Every article on CR Today is paired with multiple external sources from a curated authority whitelist. This page describes how that system works and what we do when a claim cannot be verified.
Primary sources first
For YMYL (Your Money, Your Life) topics — finance, cryptocurrency, regulatory matters — we require primary sources: SEC and FINRA filings, Federal Reserve publications, CFTC notices, and official exchange data (NYSE, Nasdaq). Our automated source-attachment system (cr-related-sources) includes sec.gov, finra.org, federalreserve.gov, cftc.gov, nyse.com, and nasdaq.com in the authority whitelist for these categories.
Multi-source verification
Articles in YMYL categories (stock-news, crypto-news) automatically receive at least three external links to whitelisted authority domains. Non-YMYL articles receive the same three-link minimum drawn from category-specific whitelists — for example, ESPN, BBC Sport, Sky Sports, The Athletic for sports; Variety, Hollywood Reporter, Rolling Stone for entertainment; TechCrunch, The Verge, MIT Technology Review for tech.
Authority source system
The cr-related-sources system queries Google’s organic search results (via DataForSEO) for each article’s topic, filters those results against the category-keyed whitelist, validates each URL via HTTP HEAD probe, and selects the top three for inclusion. Each whitelisted domain meets one of these criteria: Ahrefs Domain Rating ≥ 80, Moz Domain Authority ≥ 80, or primary-source status (regulatory body, governing organization, official institutional site).

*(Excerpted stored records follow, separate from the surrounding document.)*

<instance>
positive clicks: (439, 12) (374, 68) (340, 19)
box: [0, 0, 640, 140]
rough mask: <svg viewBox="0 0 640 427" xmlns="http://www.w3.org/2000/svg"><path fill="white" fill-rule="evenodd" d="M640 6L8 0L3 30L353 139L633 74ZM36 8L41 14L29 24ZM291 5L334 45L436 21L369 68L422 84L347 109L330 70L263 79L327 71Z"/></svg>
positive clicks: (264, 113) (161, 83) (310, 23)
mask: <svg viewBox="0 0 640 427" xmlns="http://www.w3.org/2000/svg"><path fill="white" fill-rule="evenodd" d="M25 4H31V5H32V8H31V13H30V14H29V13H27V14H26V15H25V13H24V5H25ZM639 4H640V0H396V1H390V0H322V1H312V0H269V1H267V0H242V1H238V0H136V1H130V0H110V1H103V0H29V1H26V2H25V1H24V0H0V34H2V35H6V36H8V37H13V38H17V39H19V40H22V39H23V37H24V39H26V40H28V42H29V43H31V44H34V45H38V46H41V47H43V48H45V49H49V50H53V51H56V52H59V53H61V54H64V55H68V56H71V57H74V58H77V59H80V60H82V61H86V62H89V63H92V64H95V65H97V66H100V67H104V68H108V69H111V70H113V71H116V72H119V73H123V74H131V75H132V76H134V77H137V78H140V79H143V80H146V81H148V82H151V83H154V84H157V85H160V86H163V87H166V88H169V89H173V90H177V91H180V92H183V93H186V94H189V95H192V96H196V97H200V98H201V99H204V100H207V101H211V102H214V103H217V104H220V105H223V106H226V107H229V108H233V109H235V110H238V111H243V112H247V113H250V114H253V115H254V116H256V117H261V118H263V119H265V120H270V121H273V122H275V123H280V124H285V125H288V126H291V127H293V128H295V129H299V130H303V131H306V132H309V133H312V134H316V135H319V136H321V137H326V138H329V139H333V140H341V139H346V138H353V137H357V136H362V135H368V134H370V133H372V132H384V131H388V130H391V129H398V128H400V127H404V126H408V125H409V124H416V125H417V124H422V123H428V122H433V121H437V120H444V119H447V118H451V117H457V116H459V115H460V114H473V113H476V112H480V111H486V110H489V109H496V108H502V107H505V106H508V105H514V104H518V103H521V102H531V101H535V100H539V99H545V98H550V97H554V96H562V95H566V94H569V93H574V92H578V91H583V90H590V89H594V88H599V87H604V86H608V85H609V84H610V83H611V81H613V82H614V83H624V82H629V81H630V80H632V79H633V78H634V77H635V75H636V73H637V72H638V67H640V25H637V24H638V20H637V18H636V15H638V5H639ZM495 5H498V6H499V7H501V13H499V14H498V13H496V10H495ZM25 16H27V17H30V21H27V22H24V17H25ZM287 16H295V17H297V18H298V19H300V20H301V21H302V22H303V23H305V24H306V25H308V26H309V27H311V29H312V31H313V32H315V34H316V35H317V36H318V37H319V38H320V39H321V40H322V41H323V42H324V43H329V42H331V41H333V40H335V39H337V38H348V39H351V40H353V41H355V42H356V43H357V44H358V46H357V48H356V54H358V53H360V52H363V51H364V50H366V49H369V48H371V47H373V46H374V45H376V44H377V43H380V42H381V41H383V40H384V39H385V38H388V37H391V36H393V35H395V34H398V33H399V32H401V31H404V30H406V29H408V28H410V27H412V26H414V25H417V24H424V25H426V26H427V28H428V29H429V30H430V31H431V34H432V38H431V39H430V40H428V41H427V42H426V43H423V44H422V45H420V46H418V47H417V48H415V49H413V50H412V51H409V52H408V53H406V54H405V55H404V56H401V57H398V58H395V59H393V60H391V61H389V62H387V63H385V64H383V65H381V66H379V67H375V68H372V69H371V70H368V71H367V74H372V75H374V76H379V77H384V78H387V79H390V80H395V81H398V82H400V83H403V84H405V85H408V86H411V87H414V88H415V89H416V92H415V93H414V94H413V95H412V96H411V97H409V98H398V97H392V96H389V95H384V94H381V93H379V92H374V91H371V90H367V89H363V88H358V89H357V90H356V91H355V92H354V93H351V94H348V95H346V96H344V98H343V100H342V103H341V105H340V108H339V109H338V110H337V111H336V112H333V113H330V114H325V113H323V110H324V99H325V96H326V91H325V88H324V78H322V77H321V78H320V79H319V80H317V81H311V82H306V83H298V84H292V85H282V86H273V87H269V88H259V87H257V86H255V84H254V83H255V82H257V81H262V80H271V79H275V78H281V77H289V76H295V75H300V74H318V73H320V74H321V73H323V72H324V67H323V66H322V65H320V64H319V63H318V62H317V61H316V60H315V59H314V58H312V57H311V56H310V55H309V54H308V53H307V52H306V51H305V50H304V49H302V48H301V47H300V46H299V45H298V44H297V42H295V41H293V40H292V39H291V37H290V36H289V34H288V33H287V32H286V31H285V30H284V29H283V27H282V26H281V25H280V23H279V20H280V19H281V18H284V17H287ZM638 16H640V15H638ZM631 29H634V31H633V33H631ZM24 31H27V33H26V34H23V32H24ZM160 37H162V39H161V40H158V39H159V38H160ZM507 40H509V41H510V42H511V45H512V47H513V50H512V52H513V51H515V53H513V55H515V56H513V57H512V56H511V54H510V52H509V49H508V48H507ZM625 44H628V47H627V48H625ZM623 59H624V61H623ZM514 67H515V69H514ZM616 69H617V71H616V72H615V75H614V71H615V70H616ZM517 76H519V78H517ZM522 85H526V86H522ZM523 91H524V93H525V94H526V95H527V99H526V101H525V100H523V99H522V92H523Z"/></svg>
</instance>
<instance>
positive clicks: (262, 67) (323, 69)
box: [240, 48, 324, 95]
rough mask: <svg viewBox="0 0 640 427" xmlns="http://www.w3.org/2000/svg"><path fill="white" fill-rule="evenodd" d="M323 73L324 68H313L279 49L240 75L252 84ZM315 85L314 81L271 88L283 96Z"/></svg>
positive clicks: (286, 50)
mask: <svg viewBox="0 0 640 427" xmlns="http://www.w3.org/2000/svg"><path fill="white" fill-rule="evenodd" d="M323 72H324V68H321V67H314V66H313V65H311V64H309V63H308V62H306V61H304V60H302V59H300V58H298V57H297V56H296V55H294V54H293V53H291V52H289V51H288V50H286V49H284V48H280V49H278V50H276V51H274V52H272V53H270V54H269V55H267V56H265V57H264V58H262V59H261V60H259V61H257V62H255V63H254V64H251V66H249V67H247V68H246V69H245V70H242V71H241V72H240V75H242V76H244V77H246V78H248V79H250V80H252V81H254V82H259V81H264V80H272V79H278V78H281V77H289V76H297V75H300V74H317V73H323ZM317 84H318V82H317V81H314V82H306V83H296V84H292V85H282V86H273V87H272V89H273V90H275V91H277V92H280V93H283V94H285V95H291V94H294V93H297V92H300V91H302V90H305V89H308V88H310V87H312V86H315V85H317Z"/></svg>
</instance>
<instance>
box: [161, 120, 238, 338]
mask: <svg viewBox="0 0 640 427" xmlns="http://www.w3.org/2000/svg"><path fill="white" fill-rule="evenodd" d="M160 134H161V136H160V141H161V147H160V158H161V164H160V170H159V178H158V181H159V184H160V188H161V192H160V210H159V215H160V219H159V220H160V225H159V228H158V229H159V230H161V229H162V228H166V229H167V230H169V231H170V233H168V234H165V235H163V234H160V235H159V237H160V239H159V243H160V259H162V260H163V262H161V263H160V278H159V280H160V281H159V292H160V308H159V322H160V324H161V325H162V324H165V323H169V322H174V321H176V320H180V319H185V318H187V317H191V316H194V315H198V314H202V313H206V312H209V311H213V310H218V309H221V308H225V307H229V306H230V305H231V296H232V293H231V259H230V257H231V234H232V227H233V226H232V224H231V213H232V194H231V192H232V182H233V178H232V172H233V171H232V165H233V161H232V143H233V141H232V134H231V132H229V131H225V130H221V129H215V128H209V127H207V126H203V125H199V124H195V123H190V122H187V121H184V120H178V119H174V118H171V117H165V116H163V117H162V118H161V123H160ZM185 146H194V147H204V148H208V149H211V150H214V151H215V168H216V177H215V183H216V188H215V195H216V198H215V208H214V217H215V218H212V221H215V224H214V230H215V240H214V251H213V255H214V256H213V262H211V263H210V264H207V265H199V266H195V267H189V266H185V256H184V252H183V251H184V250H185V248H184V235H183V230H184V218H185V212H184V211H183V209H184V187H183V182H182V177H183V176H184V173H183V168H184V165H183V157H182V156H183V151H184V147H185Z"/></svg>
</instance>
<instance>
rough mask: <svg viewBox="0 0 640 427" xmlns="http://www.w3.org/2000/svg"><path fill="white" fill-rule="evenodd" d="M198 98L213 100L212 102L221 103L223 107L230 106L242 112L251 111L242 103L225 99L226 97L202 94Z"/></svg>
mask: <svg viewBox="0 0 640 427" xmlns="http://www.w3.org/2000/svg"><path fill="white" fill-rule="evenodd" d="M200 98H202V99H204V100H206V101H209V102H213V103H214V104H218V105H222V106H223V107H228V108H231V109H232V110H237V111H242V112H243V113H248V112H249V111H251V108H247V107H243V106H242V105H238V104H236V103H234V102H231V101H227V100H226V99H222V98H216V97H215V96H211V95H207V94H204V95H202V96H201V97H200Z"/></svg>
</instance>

Link verification & dead-link recovery
External links are validated at insertion time with a browser-like HTTP probe. A weekly background job re-checks a sample of previously inserted links and re-runs the source-attachment pipeline for any article whose links return 404 or 410 status codes.

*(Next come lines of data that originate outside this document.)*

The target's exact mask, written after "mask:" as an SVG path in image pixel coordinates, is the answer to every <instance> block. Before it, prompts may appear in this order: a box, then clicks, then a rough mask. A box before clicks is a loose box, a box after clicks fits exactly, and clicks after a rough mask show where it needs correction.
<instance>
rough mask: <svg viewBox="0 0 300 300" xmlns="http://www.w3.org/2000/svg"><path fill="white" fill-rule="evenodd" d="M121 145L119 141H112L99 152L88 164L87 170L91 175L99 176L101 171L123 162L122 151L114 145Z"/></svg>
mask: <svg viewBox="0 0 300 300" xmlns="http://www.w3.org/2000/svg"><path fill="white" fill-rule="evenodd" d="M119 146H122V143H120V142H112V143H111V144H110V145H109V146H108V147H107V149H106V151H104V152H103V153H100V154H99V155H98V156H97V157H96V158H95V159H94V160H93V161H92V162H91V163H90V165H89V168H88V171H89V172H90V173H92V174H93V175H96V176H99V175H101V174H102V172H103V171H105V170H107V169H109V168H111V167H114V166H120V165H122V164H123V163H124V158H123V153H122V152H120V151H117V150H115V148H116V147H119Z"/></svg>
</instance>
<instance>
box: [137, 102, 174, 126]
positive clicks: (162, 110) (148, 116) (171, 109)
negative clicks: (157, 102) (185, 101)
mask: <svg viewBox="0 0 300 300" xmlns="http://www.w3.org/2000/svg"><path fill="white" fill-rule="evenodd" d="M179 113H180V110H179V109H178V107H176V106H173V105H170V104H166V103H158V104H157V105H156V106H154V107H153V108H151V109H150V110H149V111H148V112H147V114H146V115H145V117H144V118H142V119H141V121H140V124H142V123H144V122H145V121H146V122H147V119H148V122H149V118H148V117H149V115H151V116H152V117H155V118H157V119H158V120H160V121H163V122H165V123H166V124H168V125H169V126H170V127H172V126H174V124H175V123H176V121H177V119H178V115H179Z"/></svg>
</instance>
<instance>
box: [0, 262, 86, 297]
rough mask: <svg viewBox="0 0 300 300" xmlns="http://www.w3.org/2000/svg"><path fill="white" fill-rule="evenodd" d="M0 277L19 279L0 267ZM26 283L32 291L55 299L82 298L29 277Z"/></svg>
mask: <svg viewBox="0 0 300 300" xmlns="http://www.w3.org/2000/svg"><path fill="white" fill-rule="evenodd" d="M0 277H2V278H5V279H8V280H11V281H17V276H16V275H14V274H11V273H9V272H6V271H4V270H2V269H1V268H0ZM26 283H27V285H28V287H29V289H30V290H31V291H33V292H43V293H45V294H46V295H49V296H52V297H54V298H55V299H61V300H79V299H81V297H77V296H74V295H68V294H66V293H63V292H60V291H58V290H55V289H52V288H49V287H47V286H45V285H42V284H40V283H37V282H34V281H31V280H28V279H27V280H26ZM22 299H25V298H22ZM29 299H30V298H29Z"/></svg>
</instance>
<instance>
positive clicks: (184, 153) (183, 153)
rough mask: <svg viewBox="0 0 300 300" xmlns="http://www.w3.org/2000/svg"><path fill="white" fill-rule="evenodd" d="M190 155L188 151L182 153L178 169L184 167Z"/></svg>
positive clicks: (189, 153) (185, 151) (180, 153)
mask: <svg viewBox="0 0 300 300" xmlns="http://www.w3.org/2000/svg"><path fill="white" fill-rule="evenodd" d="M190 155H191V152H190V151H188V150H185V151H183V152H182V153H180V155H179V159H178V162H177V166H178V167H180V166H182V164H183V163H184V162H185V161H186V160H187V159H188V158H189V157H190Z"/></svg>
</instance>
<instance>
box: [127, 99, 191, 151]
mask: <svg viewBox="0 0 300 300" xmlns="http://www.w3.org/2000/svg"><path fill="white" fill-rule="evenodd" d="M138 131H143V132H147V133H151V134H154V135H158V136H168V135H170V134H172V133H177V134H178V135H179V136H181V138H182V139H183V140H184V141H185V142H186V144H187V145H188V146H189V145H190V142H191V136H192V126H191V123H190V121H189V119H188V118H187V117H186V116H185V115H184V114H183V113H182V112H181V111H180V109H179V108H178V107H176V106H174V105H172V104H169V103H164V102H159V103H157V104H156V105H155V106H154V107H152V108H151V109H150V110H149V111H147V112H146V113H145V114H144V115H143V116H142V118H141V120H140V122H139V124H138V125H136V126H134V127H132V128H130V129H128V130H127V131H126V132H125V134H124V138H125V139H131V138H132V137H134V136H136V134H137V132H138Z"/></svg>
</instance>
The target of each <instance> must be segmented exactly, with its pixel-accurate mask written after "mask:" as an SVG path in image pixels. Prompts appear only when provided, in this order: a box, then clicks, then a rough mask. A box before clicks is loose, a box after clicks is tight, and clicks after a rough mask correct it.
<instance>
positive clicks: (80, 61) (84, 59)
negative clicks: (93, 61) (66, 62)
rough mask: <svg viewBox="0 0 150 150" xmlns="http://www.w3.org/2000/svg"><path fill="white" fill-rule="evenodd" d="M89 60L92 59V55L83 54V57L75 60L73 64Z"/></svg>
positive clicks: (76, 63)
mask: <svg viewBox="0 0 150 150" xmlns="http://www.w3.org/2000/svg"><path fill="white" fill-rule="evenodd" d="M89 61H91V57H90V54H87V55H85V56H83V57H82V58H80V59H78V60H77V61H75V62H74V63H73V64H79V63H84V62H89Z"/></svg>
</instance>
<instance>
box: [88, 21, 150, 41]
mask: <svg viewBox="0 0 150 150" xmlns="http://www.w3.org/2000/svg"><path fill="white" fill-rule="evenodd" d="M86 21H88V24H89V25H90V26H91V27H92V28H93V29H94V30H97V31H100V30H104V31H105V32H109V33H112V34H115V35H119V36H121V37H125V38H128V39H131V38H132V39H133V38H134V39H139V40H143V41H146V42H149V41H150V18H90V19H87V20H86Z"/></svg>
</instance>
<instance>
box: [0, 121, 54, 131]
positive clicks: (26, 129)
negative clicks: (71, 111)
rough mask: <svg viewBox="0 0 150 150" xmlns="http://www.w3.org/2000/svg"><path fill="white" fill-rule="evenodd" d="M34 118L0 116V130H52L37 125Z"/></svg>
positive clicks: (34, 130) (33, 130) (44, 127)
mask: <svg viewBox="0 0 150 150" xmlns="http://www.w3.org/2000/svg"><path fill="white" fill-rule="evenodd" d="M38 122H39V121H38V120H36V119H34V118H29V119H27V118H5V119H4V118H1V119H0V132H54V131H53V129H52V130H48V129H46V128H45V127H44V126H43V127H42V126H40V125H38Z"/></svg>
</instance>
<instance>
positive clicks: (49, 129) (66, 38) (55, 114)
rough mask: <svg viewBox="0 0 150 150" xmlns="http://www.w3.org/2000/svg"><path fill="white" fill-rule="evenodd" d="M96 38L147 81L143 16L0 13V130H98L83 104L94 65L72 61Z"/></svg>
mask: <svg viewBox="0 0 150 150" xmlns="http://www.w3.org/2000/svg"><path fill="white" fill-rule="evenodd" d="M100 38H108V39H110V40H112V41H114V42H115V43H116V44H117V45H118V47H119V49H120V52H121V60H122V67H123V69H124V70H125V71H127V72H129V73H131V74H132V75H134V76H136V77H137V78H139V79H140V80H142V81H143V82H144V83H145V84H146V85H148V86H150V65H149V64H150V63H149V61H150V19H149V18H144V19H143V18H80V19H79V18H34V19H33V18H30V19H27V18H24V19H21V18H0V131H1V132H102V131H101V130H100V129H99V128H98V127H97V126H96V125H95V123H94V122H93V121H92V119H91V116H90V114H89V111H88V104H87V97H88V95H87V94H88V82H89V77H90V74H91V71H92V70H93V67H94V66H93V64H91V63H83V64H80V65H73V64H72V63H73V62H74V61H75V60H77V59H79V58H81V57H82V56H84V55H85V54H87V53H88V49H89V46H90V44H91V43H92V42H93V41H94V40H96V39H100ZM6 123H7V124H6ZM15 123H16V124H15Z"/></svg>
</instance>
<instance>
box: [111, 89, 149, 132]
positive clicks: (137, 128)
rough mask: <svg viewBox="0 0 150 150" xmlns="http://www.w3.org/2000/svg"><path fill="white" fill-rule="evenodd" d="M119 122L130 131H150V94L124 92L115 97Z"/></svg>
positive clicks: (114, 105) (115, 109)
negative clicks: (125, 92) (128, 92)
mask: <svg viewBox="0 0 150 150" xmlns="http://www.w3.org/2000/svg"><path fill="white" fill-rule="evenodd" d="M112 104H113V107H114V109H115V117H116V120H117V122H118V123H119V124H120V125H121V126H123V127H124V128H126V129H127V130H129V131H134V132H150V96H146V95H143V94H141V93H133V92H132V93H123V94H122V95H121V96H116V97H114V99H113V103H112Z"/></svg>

When a claim cannot be verified
If no whitelisted authority source can be matched to an article’s topic, the cr-related-sources system skips that article entirely — no “further reading” block is rendered. If a reader reports a factual error in an article that did receive sources, we follow the Corrections Policy: review within 2 business days, correct or retract, and document the change.